If your power window problem is running slowly, it’s likely that it’s just the power window lift motor that is to blame. Symptoms include the window starting to come up at normal speed and then when it gets part way up, it slows down to turtle speed and you have to help it up to the top. Again, not recommended. In touching the glass, you are putting additional pressure on the power window regulator, which can break and cause you more money. Glass carriers on regulators can also break, which would cause the window to tilt forward or backward.

If you have a power window problem in a Mazda, Nissan, Infiniti, or older Chevy or Ford, it’s likely the motor that’s the problem, even if you hear funky noises or crunching sounds. The gears inside some of those motors are plastic and will break down over time. They can be rebuilt in some cases.

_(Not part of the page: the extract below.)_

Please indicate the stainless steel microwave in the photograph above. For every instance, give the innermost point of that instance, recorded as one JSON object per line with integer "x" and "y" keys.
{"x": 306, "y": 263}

Power Window Repair can help you fix your power window problem at 40-70% less than traditional repair facilities and dealers. Your power window problem does not have to break your budget and it doesn’t have to be put off when you can find affordable prices at Power Window Repair. Our proprietary repair of stainless steel and custom metal parts provides a more permanent solution for our customers, so take a look at what we have to offer and then call today for a FREE diagnosis & quote at (480) 570-5116. If you are outside the Phoenix Metropolitan Area, please be advised that we do accept repairs by mail and can turn most repairs around in 24-36hrs.

What is in a Power Window System?

Any way you shake it, each power window will have a power window switch, a power window motor and a power window regulator. We know that it seems logical to some people that they would all run on one system and they’re shocked when one doesn’t work and the other’s do, but they each have they’re own system and they can go out whenever they get good and ready. In fact, each part can and will fail at different times sometimes wreaking havoc on an average family auto repair budget. The window regulator continues to be the leading cause of power window failure, with motors coming in not far behind.

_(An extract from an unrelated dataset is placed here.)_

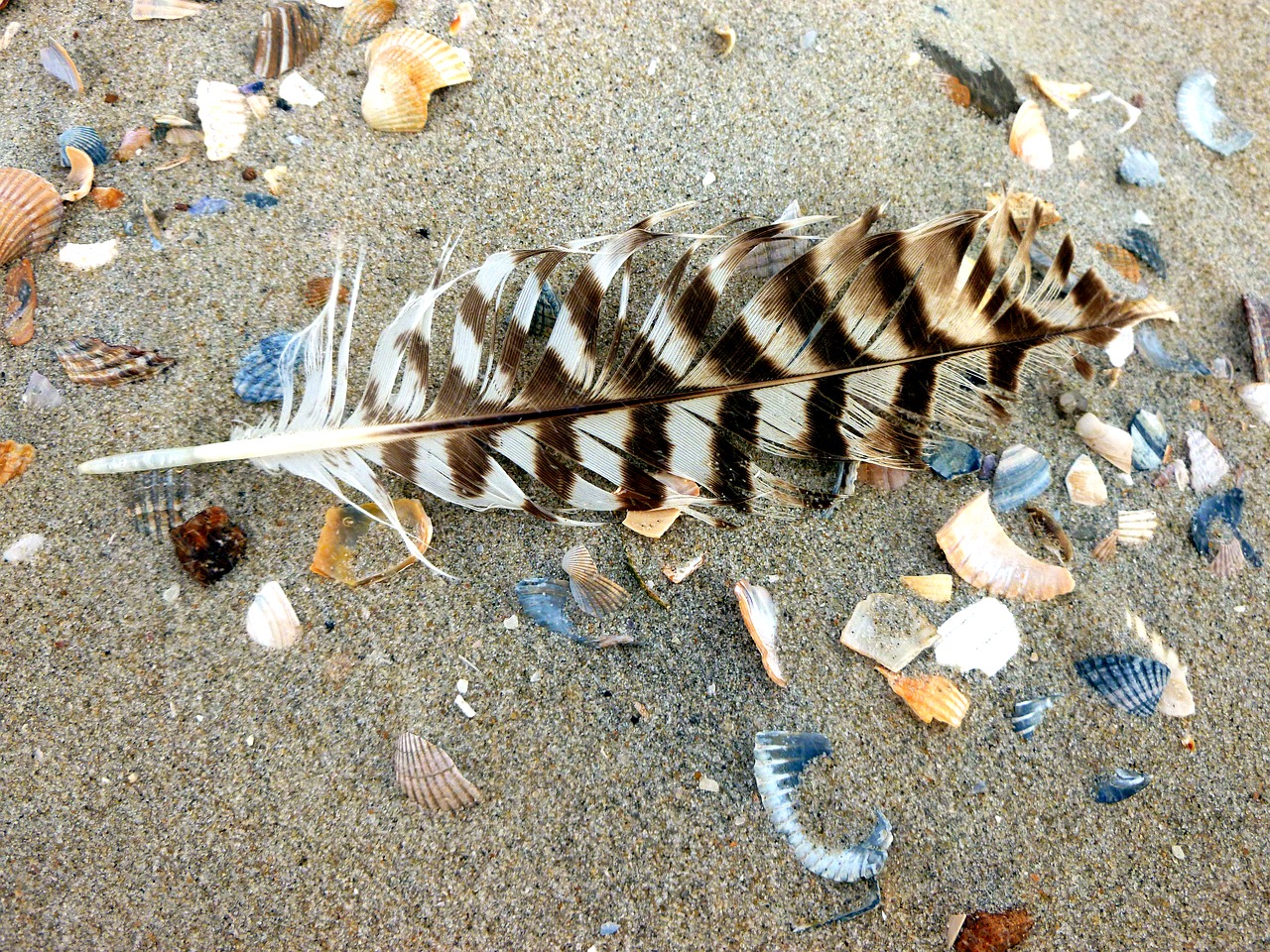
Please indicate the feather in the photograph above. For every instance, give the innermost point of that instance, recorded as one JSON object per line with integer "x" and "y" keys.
{"x": 858, "y": 348}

Besides the door harness, which carries various wires from the door frame through the doors, you have 3 power window parts in each door: A power window switch, a power window motor and a power window regulator.

In most vehicles you will find the master switch pack on the driver door, which will control 2 or more windows in a vehicle. This switch may also contain connections for window lock out, power door locks, mirrors, etc. There will also be a single switch on the passenger side door(s) in most cases. On rare occasions, switches are found in the center consoles or in the center of the dash.

Each button has 2 connections – an up switch and a down switch. This means that there are 2 different connections that can go bad. When failing, it may go up from one switch, but must be lowered by another, etc. It’s more difficult to diagnosis a switch problem on a driver door so be ready for a question and answer session.

The power window switch sends electrical power to the power window or window lift motor, which is powered forward and backward at the switches request. Just because a front left motor is on the left side does not necessarily mean that it will fit in the rear position. While some parts are interchangeable, most motors are specific to the regulator that they will be attached to, whether that be a scissor or cable action regulator.

The power window regulator is the one NON-power part of the power window system. It’s a pulley or lift system and it’s only use is to hold the glass in place, so that the power window motor can have something to push up the glass in a stable manner. The motor will either attach with a metal gear on a scissor action regulator or with a cable spool wheel on a cable action regulator. As the motor is turned, that pulley or lift system is activated raising the glass up or down as requested.